Pour la militante, il faut davantage faire confiance à la jeunesse et aux femmes qui voient souvent plus loin. “Si je dresse un bilan de terrain, il y a une proportion importante de jeunes Africains dont beaucoup de femmes, avec des conceptions de solutions agro-digitales innovantes. Ils ont cette belle mission d’aller chercher des partenariats avec la paysannerie. Mais on a constaté que la population locale avait encore une logique de subsistance quotidienne, sans imaginer créer de la richesse. Incontestablement 

plus de 90% du potentiel agro-digital est inexploité”. Présentes au Salon, les deux fondatrices de Fresh Africa, sont un bel exemple de mise en relation entre la Tech et les producteurs locaux. 

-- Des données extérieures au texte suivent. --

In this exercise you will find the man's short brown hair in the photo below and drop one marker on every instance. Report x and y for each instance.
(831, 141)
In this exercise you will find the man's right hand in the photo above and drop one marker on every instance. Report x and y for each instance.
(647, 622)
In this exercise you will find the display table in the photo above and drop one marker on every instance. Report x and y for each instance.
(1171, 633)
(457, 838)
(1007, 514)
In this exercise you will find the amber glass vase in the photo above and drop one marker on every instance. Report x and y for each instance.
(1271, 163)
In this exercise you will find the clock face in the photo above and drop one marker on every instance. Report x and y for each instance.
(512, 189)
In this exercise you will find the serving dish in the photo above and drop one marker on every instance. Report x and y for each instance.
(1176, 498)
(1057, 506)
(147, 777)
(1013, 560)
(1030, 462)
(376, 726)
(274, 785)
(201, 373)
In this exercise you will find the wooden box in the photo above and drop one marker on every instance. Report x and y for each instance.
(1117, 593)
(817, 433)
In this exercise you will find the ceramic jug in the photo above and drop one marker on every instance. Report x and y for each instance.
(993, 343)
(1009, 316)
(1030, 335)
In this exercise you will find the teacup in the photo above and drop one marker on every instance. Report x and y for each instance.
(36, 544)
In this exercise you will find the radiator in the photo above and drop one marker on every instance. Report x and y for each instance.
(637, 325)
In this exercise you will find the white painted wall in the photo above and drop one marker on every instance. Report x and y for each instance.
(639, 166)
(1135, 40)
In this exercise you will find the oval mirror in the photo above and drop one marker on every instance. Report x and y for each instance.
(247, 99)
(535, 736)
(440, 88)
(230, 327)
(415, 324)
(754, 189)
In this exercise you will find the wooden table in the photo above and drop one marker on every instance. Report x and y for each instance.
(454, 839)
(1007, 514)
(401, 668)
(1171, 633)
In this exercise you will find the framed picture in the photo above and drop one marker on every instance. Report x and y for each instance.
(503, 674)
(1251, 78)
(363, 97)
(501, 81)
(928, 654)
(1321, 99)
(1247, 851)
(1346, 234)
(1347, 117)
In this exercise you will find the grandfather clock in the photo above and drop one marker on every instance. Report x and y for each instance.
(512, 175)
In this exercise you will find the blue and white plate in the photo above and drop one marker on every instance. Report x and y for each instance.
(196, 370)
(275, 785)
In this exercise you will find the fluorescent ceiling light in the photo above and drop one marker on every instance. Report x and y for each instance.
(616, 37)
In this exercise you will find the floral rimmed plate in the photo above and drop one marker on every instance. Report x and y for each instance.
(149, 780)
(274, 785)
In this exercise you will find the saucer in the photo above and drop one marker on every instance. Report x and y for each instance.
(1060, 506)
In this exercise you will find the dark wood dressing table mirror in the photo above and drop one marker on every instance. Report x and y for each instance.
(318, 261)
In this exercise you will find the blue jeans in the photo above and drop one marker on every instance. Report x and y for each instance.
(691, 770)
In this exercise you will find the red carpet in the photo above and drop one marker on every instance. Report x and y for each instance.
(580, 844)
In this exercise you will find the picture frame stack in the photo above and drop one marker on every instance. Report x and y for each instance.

Faciliter la communication entre le monde de la Tech et ceux de la terre reste encore une belle mission à mener pour Afrobytes. Un rôle d’autant plus affirmé que les organisateurs assument leur côté expertise et business en créant à leur tour la marque de cosmétique The Colors, qui sera au cœur d’un salon dédié, annoncé pour fin janvier 2023.